I was about to phrase this question in my mind to a fellow-passenger when suddenly a high mountain with rocky, precipitous sides came into view. On a naked rock at the top of a precipice overhanging the sea a church, surmounted by a statue of Our Lady, stood out in bold relief. It was erected during a devastating cholera epidemic brought here in 1849 by Arabian pilgrims from Asia Minor, who wanted to round out their pilgrimage to Mecca by a visit to the tomb of the sage and saint, Sidi Abd el-Kader el-Jilani, in the neighborhood of Oran. The rock on which the church is built is a part of Mount Murjajo, whose summit, Aidour, is crowned with the walls, pinnacles, bastions and towers of the powerful Spanish castle of Santa Cruz. A forest of Syrian pines covers the whole mountain, whose sides are cut by excellent roads for motor cars and by numerous trails for lovers of mountain climbing and are dotted with many vantage points, from where, as we later learned, one unfolds views of the sea, the bay and the town, each more lovely and enthusing than the last.

We continued for some time with the towering Santa Cruz to starboard, until suddenly from behind a headland appeared a large town, dazzling white under the rays of the August sun and set with emerald oases of parks, squares and palm-lined avenues that climbed higher and higher to the residential district with its mansions, church steeples and dome-crowned mosques.

A strange peace, a faith in the future and a sense of gaiety reflected out from this silvery white town, so strongly that, as I chanced to turn and raise my eyes to the fortress of Santa Cruz, my mood of pleasant expectation gave place to a strange, uncongenial chill. I pondered for a moment over this unusual impression and was soon able to clothe it in a logical form.

I realized that I had before me two cultures, two psychologies, two systems of colonization—Spain with her severe, intransigent Catholicism of the Inquisition, with her proud kings, her bloody conquistadores, her mob despising people of another faith or color; the Spain of violence, of bloodshed and destruction; the ancient Spain, of which nothing remains save tradition, story and the hatred of the peoples whom she had formerly conquered.
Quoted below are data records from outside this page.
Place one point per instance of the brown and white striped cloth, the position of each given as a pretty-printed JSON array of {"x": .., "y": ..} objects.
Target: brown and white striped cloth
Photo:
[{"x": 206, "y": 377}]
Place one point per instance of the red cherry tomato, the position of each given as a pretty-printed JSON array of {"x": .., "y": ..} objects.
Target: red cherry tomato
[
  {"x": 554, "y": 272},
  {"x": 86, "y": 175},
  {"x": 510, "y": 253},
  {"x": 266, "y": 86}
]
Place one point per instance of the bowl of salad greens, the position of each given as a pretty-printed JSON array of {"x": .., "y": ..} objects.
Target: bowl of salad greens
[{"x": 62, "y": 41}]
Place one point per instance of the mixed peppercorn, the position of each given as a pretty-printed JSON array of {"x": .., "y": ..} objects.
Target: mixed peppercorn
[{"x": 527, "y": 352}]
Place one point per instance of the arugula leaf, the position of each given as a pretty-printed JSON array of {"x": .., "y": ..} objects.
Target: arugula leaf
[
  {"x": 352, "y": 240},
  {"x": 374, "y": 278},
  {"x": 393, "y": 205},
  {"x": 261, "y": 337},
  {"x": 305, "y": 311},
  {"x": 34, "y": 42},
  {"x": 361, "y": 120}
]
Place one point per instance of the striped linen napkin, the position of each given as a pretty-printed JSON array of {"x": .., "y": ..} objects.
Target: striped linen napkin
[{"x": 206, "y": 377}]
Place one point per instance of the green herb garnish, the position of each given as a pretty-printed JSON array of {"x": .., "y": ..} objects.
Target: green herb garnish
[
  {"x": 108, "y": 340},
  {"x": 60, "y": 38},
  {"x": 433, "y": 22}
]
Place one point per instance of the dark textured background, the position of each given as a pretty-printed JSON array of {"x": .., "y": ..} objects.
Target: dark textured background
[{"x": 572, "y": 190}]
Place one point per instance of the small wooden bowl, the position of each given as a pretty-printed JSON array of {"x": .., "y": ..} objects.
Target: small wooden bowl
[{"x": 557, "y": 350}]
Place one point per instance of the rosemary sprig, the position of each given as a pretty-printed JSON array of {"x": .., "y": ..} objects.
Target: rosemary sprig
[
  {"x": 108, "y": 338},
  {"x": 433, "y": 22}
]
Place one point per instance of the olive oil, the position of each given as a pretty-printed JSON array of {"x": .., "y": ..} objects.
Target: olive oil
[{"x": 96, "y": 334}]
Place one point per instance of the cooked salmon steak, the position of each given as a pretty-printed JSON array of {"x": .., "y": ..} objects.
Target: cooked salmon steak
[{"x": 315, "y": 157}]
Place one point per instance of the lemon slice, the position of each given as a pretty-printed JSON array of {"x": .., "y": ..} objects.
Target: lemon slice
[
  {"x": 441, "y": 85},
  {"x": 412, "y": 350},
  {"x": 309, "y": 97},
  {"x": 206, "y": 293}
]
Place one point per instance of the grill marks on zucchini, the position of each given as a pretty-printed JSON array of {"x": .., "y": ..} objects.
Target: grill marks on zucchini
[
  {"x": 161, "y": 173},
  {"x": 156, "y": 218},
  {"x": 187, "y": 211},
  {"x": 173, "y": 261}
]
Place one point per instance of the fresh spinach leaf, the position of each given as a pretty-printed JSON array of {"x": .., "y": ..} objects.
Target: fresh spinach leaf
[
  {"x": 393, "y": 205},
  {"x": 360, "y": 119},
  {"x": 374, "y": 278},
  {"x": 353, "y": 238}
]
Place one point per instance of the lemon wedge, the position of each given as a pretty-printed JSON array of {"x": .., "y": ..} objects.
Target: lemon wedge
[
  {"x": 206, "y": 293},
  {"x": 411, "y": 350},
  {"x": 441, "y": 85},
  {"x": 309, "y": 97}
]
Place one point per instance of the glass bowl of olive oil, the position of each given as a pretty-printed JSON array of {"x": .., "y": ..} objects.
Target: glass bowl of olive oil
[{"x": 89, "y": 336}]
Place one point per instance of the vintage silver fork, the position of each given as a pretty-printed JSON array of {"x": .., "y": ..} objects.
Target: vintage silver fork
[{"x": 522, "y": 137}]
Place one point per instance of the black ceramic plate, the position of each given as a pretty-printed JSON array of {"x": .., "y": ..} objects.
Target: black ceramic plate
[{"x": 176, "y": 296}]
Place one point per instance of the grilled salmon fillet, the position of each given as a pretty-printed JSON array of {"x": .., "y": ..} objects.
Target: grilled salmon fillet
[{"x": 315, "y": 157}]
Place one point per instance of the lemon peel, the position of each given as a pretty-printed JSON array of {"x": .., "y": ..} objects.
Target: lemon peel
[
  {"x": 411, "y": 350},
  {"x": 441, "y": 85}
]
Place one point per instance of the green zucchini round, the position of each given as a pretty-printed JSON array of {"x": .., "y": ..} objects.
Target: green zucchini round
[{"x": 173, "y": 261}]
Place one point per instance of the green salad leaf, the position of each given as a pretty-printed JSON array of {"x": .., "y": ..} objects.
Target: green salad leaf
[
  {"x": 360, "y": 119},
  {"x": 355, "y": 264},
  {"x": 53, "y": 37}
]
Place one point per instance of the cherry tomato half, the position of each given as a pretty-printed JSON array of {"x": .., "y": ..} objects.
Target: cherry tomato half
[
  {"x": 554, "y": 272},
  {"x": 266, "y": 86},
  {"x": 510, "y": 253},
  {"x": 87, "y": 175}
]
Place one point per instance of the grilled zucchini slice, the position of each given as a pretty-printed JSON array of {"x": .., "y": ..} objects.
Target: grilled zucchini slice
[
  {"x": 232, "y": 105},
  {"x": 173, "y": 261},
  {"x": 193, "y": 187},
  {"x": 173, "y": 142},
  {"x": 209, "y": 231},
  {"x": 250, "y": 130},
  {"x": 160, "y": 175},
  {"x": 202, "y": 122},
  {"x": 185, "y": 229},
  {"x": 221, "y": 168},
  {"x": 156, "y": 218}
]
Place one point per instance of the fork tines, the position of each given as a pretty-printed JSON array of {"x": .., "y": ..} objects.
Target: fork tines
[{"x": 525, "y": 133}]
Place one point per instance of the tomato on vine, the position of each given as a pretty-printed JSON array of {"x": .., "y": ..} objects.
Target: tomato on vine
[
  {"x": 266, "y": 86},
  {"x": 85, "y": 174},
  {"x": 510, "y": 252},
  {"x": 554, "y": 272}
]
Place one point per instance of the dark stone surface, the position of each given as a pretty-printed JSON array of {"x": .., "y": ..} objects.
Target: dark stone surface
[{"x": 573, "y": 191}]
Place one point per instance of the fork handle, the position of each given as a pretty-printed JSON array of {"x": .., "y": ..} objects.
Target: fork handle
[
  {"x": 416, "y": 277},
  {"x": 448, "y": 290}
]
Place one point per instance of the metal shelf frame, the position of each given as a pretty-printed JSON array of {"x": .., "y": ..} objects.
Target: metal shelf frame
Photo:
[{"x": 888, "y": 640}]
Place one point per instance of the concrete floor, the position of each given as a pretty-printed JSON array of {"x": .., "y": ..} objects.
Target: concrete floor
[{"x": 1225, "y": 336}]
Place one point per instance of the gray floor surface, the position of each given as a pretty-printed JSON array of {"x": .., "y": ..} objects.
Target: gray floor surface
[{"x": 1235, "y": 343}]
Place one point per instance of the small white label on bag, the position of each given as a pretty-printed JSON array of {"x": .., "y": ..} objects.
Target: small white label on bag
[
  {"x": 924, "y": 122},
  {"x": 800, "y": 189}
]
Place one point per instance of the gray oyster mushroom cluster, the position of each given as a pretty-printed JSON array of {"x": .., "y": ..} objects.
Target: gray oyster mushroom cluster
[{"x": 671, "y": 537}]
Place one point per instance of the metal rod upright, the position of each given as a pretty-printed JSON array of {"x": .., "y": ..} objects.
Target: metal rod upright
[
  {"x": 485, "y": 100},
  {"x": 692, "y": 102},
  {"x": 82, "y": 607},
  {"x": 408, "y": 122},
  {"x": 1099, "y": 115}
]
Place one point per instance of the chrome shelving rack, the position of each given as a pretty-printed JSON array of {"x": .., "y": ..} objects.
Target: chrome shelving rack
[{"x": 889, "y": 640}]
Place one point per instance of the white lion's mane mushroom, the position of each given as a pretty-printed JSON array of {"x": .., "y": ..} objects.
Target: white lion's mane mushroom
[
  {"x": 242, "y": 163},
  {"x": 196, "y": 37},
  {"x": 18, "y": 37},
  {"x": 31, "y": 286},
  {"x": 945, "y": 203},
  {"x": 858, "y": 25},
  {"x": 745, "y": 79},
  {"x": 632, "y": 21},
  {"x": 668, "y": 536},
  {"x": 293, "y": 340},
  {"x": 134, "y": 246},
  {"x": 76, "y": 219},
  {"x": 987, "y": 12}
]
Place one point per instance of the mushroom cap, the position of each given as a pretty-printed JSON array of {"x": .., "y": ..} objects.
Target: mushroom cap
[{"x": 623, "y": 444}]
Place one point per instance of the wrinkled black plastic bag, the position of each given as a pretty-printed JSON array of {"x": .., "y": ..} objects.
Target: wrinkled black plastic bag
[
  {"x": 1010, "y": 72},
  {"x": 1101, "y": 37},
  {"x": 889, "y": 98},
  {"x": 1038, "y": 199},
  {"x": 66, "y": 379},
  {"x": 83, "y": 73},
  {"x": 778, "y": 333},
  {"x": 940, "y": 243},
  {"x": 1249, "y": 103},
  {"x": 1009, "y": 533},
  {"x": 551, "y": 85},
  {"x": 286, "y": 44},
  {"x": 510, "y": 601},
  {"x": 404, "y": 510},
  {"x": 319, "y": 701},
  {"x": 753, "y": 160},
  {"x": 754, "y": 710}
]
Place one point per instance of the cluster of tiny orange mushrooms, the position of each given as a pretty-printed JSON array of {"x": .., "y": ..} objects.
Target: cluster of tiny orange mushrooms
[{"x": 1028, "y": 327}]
This Spain had her abode there on the summit of Murjajo, and she died and is buried there in the lowering sarcophagus of Santa Cruz, while beside it France smiles gaily and enticingly to the sea and to the neighboring Arab hamlets, to the whole world, laughing from the whiteness and brilliance of her silvery town with its colored crowds, its green, inviting lawns and its lovely parks and squares.

France does not care for the eternal walls and towers of Santa Cruz. She seeks only to assure to the coming generations a happy life in this sunny land; and, when natives grumble and threaten, the Frenchman answers, with a smile and an innate, unfeigned gaiety:

"Gentlemen, we spend lavishly and we bring you a true civilization and culture without which your 'liberty' would be that of the animals that roam your forests and would result in the same strife that is their lot."

And having said this, he turns away to sing a snatch of some gay Parisian song.

References

  1. In 1923, roughly 330,000 tons of various ores were exported from Melilla. The iron ore of the place, a hematite, carries 56% of iron, 3 to 10% of silicon dioxid and about 2.25% of phosphorus. The lead ore, galenite, yields approximately 75% of lead. Zinc ore is found as calamine, a very convenient form for metallurgical processes.